Reminds me of the time when I was around 8 years old and my father and I made our weekly visit to a market in North London on Saturday morning. We parked, as always, in a residential street (not that many cars around in those days) and went off for a couple of hours browsing.
When we returned, a PC was patrolling up and down the street and, as soon as he saw us heading for the car, he homed in, telling my father that the street was a no-parking zone. My father, quite rightly, enquired where the signs were, to which the PC replied "its only just become a no-parking zone - the signs haven't been put up yet". Needless to say, my father argued the toss, to the point that he was then cautioned. When the PC got to the point of "anything you say...." my father exploded and gave him a few well-chosen words to put in his notebook.

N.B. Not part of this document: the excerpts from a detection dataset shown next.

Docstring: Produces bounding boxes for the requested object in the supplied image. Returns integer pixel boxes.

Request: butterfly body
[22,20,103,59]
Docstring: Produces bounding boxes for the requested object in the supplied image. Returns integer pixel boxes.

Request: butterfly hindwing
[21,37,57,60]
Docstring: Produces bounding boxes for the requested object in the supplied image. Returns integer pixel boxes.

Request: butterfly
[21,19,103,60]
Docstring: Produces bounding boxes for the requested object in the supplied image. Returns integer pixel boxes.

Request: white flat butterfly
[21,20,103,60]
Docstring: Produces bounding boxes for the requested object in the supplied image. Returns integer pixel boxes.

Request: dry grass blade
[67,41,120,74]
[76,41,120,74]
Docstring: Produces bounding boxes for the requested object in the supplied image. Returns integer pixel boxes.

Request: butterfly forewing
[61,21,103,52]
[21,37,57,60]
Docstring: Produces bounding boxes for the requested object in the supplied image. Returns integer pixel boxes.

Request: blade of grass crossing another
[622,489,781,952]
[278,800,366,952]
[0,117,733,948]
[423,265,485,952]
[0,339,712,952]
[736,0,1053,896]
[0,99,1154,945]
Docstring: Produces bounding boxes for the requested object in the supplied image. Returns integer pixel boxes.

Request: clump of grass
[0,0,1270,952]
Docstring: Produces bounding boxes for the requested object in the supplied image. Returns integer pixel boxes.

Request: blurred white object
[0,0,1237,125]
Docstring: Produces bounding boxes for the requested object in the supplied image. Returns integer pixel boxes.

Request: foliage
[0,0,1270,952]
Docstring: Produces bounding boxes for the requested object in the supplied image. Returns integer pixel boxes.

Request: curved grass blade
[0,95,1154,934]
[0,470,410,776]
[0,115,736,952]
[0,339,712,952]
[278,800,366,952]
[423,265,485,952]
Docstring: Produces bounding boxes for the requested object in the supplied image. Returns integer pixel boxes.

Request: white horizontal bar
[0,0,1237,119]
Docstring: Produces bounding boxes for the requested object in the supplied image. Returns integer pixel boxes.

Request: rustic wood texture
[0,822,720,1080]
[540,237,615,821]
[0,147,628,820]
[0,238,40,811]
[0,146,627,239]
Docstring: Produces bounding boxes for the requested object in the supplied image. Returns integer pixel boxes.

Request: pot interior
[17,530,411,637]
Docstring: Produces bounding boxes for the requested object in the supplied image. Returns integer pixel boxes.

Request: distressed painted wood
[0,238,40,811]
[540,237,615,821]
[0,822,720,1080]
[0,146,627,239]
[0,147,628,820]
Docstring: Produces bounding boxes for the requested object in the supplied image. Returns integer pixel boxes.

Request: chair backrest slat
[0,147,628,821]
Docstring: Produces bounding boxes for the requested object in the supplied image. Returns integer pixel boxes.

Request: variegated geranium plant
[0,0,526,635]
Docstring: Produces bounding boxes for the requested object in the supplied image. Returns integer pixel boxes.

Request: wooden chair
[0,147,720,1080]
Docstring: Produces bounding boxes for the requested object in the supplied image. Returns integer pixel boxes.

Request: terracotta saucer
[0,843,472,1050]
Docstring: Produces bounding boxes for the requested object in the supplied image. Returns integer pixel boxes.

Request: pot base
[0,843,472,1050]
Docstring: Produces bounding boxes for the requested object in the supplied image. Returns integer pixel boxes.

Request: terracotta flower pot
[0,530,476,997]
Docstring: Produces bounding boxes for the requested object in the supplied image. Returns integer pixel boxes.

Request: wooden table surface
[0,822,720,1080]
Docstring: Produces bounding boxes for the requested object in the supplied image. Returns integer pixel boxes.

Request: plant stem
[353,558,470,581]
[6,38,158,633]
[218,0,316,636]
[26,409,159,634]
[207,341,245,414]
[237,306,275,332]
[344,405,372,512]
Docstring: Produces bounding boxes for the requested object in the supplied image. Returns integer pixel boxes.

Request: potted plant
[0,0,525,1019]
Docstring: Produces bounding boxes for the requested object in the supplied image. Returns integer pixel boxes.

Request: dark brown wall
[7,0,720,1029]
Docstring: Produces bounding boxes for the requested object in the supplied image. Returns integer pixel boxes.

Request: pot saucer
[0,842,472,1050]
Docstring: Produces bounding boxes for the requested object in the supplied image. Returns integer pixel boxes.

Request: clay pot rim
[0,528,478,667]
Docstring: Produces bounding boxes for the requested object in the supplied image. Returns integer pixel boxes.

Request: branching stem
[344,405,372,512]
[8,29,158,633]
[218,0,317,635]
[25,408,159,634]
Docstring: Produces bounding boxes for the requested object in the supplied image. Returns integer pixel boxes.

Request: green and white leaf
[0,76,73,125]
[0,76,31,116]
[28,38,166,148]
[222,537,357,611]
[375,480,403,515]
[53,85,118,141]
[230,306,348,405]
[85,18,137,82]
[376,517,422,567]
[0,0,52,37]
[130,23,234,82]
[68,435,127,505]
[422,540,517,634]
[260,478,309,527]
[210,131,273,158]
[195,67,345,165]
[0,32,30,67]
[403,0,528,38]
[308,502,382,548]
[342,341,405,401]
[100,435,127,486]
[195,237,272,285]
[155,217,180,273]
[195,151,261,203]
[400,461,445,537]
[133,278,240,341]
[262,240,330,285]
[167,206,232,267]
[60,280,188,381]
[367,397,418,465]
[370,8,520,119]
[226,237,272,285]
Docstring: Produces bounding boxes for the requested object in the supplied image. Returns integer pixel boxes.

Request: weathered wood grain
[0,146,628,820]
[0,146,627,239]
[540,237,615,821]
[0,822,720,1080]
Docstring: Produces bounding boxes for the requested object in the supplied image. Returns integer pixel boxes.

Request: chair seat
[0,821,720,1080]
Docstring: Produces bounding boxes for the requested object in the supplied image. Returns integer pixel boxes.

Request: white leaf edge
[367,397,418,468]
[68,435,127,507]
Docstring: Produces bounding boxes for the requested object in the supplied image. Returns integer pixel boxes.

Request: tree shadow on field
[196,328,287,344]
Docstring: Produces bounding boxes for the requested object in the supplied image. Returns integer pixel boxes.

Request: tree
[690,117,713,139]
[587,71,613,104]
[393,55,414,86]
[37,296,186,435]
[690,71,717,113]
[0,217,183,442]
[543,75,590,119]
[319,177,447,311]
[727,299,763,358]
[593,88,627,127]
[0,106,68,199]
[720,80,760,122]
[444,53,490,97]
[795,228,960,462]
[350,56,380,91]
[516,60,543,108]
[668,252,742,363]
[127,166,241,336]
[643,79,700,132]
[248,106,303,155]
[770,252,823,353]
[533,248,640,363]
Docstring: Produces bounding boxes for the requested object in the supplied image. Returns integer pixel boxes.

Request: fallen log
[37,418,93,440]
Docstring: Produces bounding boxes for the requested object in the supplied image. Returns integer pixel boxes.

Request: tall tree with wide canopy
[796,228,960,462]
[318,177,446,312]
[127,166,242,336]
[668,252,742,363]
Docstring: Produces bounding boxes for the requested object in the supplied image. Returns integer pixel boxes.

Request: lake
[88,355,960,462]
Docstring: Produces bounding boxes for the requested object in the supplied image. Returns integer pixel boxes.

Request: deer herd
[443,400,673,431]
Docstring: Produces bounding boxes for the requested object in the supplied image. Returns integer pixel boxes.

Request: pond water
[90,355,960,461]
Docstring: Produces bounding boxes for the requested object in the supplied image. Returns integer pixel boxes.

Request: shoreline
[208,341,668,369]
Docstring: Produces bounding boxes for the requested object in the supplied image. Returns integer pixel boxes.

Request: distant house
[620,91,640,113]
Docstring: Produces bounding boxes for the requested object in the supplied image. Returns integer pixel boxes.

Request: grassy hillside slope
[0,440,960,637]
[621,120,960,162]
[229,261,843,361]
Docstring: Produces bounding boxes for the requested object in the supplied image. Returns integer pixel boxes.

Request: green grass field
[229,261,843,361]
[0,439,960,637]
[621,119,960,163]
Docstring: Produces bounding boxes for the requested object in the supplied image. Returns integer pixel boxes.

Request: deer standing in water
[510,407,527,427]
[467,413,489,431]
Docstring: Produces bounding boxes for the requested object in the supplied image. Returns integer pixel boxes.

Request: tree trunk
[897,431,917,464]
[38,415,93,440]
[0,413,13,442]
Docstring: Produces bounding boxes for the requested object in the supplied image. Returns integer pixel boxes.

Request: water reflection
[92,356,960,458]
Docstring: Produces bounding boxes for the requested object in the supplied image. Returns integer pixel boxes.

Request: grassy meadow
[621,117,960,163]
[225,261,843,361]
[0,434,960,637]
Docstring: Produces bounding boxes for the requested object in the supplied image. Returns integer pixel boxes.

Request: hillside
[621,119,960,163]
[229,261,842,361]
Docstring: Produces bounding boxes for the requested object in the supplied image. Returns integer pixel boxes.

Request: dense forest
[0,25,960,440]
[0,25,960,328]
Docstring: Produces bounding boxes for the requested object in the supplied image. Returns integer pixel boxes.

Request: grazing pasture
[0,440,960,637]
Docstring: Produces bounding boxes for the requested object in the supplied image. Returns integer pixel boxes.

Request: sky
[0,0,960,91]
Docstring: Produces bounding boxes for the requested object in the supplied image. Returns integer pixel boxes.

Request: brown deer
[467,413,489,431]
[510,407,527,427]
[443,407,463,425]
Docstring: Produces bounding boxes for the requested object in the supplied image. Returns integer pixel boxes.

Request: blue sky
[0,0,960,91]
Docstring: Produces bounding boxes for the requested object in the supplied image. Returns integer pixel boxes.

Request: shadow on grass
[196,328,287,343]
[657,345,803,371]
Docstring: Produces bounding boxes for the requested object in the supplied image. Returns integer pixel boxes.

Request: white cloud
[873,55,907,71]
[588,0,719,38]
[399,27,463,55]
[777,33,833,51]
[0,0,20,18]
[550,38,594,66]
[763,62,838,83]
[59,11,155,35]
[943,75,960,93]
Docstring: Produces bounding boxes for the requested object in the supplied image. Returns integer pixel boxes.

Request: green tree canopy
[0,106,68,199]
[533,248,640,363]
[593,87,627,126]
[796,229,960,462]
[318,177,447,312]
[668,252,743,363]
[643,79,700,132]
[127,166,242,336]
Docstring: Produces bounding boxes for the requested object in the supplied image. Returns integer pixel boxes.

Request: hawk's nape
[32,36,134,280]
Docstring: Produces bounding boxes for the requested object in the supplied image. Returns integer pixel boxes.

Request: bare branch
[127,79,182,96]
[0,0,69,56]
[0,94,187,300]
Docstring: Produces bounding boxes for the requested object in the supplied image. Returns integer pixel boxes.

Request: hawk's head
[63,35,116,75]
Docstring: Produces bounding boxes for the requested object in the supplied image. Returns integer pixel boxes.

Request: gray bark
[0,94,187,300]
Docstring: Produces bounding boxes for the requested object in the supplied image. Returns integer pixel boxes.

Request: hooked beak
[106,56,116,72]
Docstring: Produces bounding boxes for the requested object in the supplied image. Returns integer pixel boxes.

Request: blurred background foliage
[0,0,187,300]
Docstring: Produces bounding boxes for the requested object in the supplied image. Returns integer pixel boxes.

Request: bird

Subsequently, my father wrote to the Chief Constable and received an apology.
I can't help thinking that, had the incident been filmed, my father would similarly have been pilloried for his 'attitude', but the fact is he was 100% in the right and expressed his indignation the best way he could.
I must confess, as an impressionable 8 year-old, my respect for the law took quite a nose dive that day, but the point of my story is that, whilst he may not have expressed himself very well, I can fully sympathise with the cyclist's reaction to being unfairly accused. And I do believe, on the evidence provided by the film, that the cyclist was unfairly accused. As has been said already, no one would be taking issue with a woman(?) in a burka under the same circumstances.
If there were a blanket law that everyone's faces should be fully exposed when within, say, 100m of a school and that law was rigorously and impartially enforced, then it would be a different matter.